After you acknowledge and start to deal with what’s fueling your tech addiction, it will be easier to convince yourself that it’s time to let go of your compulsive tech use.
Clean Up Your Phone
Another step to take is to check your phone and clean up apps that don’t add any value to your life. This includes games that you spend hours playing, social media apps that you use only to waste time, and news apps that induce doomscrolling.
It’s hard at first to let go of these apps, but soon you’ll stop feeling their absence.
Note that you don’t have to quit using these services completely. You can easily use your social media accounts in your browser. Just be sure to keep a time limit.
And as for news, you can easily get your daily news online from reputable sources.
Finally, you can replace your mindless games with sudoku, chess, and other games that are good for your brain.
Reconnect With People Who Care About You
Another way of letting go of your compulsive tech use is to reconnect with people who care about you.
Even though right now it may feel like you’re all alone, as addictive tech use has this kind of effect on your psyche, if you simply turn off your gadgets and look around, there are people who care about you and would be happy to help you deal with your tech addiction.
Engage Yourself in Other Activities
Substituting is one of the best methods of dealing with any addiction. When you start engaging yourself in other offline activities where you’ll be surrounded by people, and can’t use your phone, soon, it will become a habit for you. You can take up activities like:
- Going to the gym
- Joining a club
- Volunteering for charity
- Or simply hanging out with friends
Just be sure to take up activities that include other people and don’t give you a reason to be on your phone.
Learn From the Tradition of Destroying Sand Mandalas
Sand mandalas are beautifully crafted pictures of deities using different colored sand.

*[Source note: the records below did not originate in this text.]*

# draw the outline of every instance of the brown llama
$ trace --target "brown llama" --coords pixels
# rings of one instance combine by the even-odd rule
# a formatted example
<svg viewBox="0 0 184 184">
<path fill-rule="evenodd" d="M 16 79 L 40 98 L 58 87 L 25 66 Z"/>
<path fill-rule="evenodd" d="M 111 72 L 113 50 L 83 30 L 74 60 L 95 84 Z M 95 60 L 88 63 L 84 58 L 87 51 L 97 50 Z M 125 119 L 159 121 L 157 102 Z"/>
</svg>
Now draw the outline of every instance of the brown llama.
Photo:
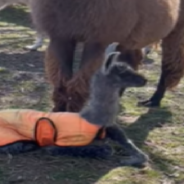
<svg viewBox="0 0 184 184">
<path fill-rule="evenodd" d="M 79 111 L 89 79 L 101 65 L 106 46 L 119 42 L 137 68 L 141 48 L 162 40 L 162 73 L 145 106 L 159 106 L 168 88 L 184 75 L 184 1 L 182 0 L 32 0 L 33 23 L 46 33 L 46 73 L 54 86 L 54 111 Z M 74 51 L 84 43 L 79 70 L 73 73 Z M 139 55 L 139 59 L 135 57 Z"/>
</svg>

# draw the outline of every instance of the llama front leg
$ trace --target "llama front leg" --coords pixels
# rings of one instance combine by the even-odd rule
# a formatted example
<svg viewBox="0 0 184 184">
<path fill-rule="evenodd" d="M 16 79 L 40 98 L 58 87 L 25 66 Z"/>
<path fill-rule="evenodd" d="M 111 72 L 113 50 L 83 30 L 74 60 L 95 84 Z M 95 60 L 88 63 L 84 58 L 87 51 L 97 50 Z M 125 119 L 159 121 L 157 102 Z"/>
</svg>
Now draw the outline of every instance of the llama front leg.
<svg viewBox="0 0 184 184">
<path fill-rule="evenodd" d="M 66 86 L 73 75 L 75 46 L 74 40 L 51 38 L 46 51 L 45 69 L 49 81 L 54 86 L 54 112 L 66 111 L 68 101 Z"/>
<path fill-rule="evenodd" d="M 105 159 L 112 155 L 112 148 L 108 145 L 88 145 L 77 147 L 49 146 L 42 149 L 43 153 L 53 156 L 74 156 Z"/>
<path fill-rule="evenodd" d="M 33 141 L 20 141 L 0 147 L 0 154 L 17 155 L 40 149 L 39 145 Z"/>
<path fill-rule="evenodd" d="M 94 72 L 103 62 L 105 46 L 101 43 L 86 43 L 79 71 L 67 85 L 70 101 L 67 110 L 78 112 L 83 107 L 89 95 L 89 81 Z"/>
<path fill-rule="evenodd" d="M 162 74 L 157 90 L 151 99 L 139 102 L 138 105 L 160 106 L 165 92 L 180 82 L 184 75 L 184 23 L 179 24 L 175 30 L 162 41 Z"/>
<path fill-rule="evenodd" d="M 142 166 L 148 161 L 148 156 L 129 140 L 123 130 L 117 126 L 106 128 L 107 137 L 118 142 L 129 155 L 121 161 L 123 166 Z"/>
</svg>

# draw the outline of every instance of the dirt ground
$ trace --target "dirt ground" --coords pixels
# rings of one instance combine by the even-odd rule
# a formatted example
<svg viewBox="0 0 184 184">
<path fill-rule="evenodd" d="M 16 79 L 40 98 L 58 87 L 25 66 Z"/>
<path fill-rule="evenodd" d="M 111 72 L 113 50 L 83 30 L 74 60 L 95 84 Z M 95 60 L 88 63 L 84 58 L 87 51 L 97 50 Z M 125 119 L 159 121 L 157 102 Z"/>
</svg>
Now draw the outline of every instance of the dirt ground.
<svg viewBox="0 0 184 184">
<path fill-rule="evenodd" d="M 0 12 L 0 108 L 51 110 L 43 52 L 23 49 L 34 40 L 29 12 L 23 6 Z M 46 42 L 47 44 L 47 42 Z M 45 44 L 45 46 L 46 46 Z M 161 108 L 136 104 L 149 98 L 160 75 L 160 52 L 149 56 L 140 72 L 149 83 L 122 98 L 120 124 L 150 156 L 146 168 L 121 167 L 120 152 L 109 160 L 51 157 L 39 152 L 0 156 L 0 184 L 184 184 L 184 80 L 168 91 Z M 150 60 L 151 61 L 151 60 Z"/>
</svg>

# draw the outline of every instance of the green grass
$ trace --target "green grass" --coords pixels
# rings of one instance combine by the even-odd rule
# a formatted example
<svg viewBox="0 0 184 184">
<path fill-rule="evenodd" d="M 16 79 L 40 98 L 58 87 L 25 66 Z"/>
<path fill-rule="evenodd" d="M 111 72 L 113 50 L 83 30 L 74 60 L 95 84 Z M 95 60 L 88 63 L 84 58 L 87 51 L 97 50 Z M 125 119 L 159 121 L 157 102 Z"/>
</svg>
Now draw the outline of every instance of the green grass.
<svg viewBox="0 0 184 184">
<path fill-rule="evenodd" d="M 23 49 L 34 40 L 29 11 L 23 6 L 0 12 L 0 108 L 52 108 L 51 88 L 43 69 L 44 47 Z M 0 156 L 0 184 L 183 184 L 184 80 L 168 91 L 160 108 L 137 107 L 155 91 L 160 75 L 160 54 L 140 72 L 148 78 L 144 88 L 126 91 L 120 102 L 119 124 L 150 156 L 146 168 L 121 167 L 121 152 L 109 160 L 50 157 L 41 153 Z"/>
</svg>

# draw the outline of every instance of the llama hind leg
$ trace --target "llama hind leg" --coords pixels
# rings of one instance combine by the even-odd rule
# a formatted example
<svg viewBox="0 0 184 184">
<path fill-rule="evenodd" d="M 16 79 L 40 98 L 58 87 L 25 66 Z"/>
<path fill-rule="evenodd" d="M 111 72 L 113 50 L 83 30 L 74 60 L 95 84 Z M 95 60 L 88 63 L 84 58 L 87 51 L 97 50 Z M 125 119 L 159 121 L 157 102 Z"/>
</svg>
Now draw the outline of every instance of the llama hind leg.
<svg viewBox="0 0 184 184">
<path fill-rule="evenodd" d="M 68 111 L 78 112 L 83 107 L 89 95 L 89 81 L 101 66 L 104 52 L 105 46 L 101 43 L 85 44 L 79 71 L 67 85 L 67 94 L 71 99 L 67 104 Z"/>
<path fill-rule="evenodd" d="M 46 51 L 45 69 L 49 81 L 54 86 L 54 112 L 66 111 L 68 101 L 66 84 L 72 78 L 74 40 L 51 38 Z"/>
<path fill-rule="evenodd" d="M 107 137 L 119 143 L 128 154 L 121 164 L 123 166 L 142 166 L 148 161 L 148 156 L 129 140 L 117 126 L 106 128 Z"/>
<path fill-rule="evenodd" d="M 160 106 L 165 92 L 180 82 L 184 75 L 184 24 L 179 24 L 162 41 L 162 73 L 153 96 L 138 105 L 156 107 Z"/>
</svg>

These come from the Buddhist tradition, and monks work weeks to create them.
But the attractive images aren’t what makes the tradition of sand mandalas so intriguing.
After weeks of hard work, once these mandalas are complete, the monks start destroying them.

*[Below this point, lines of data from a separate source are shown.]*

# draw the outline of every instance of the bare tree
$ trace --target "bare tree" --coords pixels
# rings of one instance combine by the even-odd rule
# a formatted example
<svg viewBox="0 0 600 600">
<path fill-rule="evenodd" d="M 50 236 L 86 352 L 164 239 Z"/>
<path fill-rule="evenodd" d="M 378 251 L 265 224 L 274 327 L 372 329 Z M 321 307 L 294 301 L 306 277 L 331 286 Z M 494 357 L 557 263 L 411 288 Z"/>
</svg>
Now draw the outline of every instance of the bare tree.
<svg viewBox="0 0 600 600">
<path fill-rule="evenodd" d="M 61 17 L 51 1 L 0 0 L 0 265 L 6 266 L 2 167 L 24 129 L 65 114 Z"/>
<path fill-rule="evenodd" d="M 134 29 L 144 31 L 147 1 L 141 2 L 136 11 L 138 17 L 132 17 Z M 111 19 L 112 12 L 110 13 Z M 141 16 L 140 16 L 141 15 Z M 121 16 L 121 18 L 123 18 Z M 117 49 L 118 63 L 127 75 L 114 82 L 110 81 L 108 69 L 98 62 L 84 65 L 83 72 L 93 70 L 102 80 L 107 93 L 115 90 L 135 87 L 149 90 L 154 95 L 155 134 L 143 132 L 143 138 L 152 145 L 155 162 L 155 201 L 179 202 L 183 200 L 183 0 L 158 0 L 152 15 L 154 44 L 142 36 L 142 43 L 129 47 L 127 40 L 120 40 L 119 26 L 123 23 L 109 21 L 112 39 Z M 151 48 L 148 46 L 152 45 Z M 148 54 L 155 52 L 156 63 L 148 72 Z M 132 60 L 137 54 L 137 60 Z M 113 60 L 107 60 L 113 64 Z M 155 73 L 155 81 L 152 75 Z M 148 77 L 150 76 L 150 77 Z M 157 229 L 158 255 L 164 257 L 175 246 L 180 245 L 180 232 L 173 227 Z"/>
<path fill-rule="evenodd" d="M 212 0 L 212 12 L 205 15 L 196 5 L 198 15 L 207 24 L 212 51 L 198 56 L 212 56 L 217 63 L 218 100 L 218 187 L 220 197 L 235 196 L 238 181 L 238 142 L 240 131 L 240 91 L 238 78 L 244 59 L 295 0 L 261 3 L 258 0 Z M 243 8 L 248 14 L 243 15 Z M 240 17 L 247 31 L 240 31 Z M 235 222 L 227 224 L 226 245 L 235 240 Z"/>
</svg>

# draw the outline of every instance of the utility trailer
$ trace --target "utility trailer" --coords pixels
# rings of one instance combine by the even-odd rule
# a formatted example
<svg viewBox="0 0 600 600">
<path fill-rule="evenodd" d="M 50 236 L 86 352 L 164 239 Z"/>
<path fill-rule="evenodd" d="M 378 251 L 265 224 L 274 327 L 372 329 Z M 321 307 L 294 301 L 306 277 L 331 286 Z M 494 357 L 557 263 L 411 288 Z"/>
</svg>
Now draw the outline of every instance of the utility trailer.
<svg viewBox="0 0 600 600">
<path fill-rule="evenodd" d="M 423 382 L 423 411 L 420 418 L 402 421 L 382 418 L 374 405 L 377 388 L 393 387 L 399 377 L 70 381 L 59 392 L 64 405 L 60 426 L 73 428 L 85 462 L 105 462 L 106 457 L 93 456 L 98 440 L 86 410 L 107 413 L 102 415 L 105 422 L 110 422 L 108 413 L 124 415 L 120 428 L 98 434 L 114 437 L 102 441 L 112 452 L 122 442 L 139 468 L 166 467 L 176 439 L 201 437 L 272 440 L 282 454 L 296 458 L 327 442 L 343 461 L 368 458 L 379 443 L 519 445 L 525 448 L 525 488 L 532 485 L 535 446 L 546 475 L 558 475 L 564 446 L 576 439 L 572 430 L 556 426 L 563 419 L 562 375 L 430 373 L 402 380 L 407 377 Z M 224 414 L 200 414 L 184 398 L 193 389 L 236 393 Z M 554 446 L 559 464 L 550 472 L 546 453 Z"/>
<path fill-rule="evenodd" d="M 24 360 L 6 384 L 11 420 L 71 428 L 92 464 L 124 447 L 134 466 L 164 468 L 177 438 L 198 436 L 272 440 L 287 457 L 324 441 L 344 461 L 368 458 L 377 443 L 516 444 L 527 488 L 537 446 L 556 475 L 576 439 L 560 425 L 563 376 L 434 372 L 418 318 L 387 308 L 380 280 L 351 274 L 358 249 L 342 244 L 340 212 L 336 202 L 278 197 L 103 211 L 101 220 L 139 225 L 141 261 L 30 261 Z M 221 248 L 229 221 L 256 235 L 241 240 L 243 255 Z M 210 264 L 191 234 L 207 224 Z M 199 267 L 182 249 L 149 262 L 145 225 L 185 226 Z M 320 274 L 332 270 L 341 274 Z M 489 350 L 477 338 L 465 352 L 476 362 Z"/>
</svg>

One monk takes a paintbrush and slowly and carefully sweeps the sand from the perimeter to the center of the mandala.
The mandala’s destruction serves as a reminder of the impermanence of life.
This is one of the best ways to practice the art of letting go. No matter how much importance something holds in your life, you can let go and be fine.
Since learning to let go with mandalas isn’t possible for everyone, you can get yourself a Buddha Board.
Buddha Boards are inkless drawing boards that can help you learn the art of letting go.
Designed with special materials, the Buddha Board only requires water to draw. Just take the bamboo stick, dip it in some water, and you can start drawing.
Now, you can create the most beautiful art in the Buddha Board, but once the water evaporates, it will return to its original “blank slate” without flaws, bubbles, or peeling.
This is a great tool for learning how to not get attached to things. In time, you’ll be able to transfer this skill to your devices as a way to combat your tech addiction.
If you’re here after reading the whole guide, I’d like to thank you for supporting our efforts to make your relationship with technology a safer, healthier one.
And if you’re here because you don’t have time to read the whole text, here’s the TL;DR as promised.
Turn off your gadgets: Put your devices aside for a while and try to get to the bottom of why you’re using them compulsively.
Clean up your phone: Delete apps and games that take up a huge amount of your time.
Reconnect with people: There are people around you who care about you and would be happy to help you deal with your tech addiction. Find them.
Engage yourself in other activities: Take up activities where you’re surrounded by other people and you don’t have a reason to use your phone.
Learn from the tradition of destroying sand mandalas: It’s an old Buddhist tradition in which they create beautiful sand art, only to destroy it once it’s done.